Differing Clinical Impact of BRCA1 and BRCA2 Mutations in Serous Ovarian Cancer

Guoyan Liu; Da Yang; Yan Sun; Ilya Shmulevich; Fengxia Xue; Anil K Sood; Wei Zhang


Pharmacogenomics. 2012;13(13):1523-1535. 

In This Article

Different Roles of BRCA1 & BRCA2 in DNA-repair Pathway

The observed differences in clinical outcome basis of BRCA1 versus BRCA2 mutations may be rooted in different functions of these proteins in dsDNA-repair pathway. BRCA1 was first localized to chromosome 17 via a genetic linkage analysis[75] and was cloned in 1994.[76] The C-terminus of BRCA1 contains a BRCA1 C-terminal (BRCT) domain, which facilitates phosphoprotein binding. The N-terminus has a RING domain, which has E3 ubiquitin ligase activity. BRCA1 interacts with PALB2 through a domain toward the C-terminal region. Because PALB2 also interacts with BRCA2, BRCA1 may affect BRCA2 function through PALB2.[77]

BRCA2 was found to be related to hereditary breast cancer in 1995.[78] BRCA2 contains a DNA-binding domain, which binds both ssDNA and dsDNA. BRCA2 has eight BRC repeats that bind RAD51. The C-terminus of BRCA2 also binds RAD51 in a phosphorylation-regulated manner (Figure 1).[79–81]

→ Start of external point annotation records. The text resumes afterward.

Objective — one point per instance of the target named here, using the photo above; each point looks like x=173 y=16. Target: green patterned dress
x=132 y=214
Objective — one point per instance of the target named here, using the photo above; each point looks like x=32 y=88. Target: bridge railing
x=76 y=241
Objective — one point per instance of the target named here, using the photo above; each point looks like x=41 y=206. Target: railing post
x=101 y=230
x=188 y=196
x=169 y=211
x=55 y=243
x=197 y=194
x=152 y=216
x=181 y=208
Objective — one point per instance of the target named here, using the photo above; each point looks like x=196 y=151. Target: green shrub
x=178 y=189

Both BRCA1 and BRCA2 have been reported to play key roles in DNA-damage repair; however, they appear to have distinct but complementary functions. BRCA1 plays more diverse roles including sensing DNA damage and replication stress, mediating signaling responses, signaling cell cycle checkpoints and mediating other transcriptional responses to DNA damage.[82] In the homologous recombination pathway, BRCA1 is mainly a scaffold protein, enabling interactions between different components of the homologous recombination machinery, and is required for the initial steps of the dsDNA break-repair response and signal amplification. By contrast, BRCA2 is directly involved in loading RAD51 to damage sites or stalled replication forks.[83,84] BRCA2 acts by navigating RAD51 to ssDNA, enabling RAD51 to displace replication protein-A from ssDNA and stabilizing RAD51–ssDNA filaments by blocking ATP hydrolysis, which is a key regulatory step in DNA pairing.[85,86] RAD51 plays a central role in recombination, assembling onto ssDNA as a nucleoprotein filament and catalyzing the exchange of homologous DNA sequences.[87]

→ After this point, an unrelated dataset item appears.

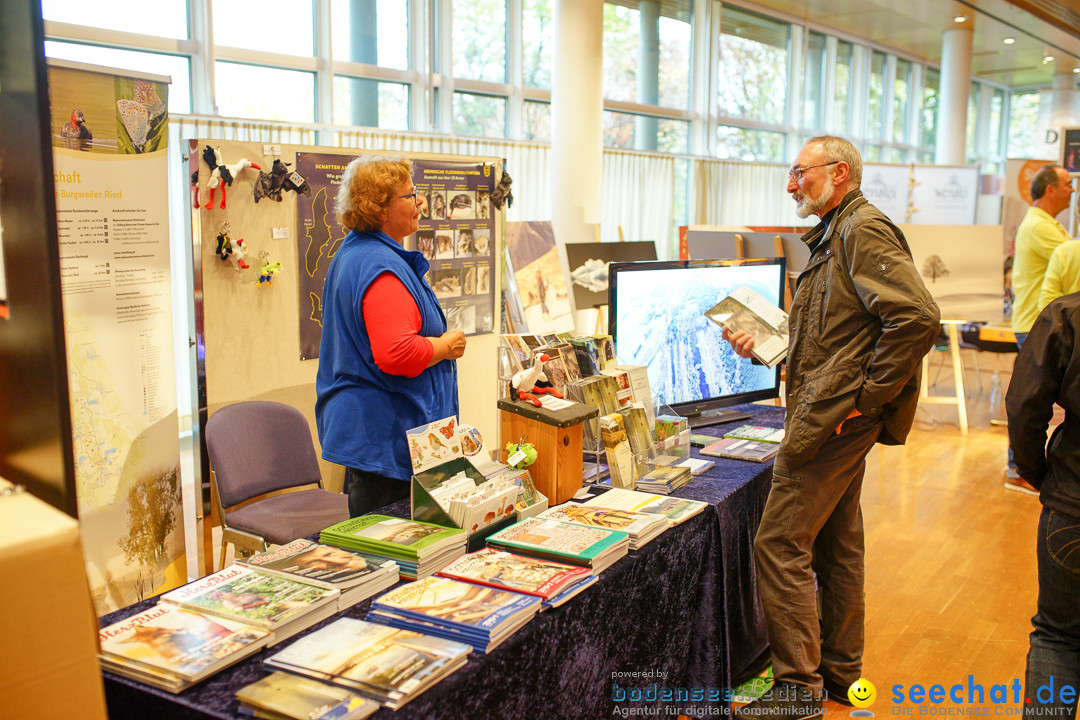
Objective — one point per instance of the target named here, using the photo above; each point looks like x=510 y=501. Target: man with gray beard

BRCA2's more direct involvement in homologous recombination is consistent with the association of BRCA2 mutations and hypermutator phenotype that the authors found in OC. Most BRCA2 mutations found in TCGA study were in the RAD51-binding domain or caused truncations that would delete the RAD51-binding region (Figure 1); therefore, these mutations are expected to attenuate or abolish the interaction with RAD51, resulting in failure to load RAD51 to DNA-damage sites. BRCA1 is also implicated in RAD51 recruitment to the sites of DNA damage through its interactions with PALB2 and BRCA2. This interaction appears to be dependent on CHK2-mediated phosphorylation of S988 on BRCA1.[82] Interestingly, most BRCA1 mutations do not result in deletion of S988 or the PALB2 interaction region that regulates BRCA2 (Figure 1); thus, BRCA1 mutation may have less impact on RAD51-mediated homologous recombination. Consistent with this notion, mutations on the C-terminal region of BRCA1, including the PALB2-binding region, were found to be correlated with better survival advantage by Bolton et al.[8] Thus, this group of BRCA1-mutated cases may impact survival in a manner similar to that BRCA2-mutated bases because of the effect of these mutants on BRCA2.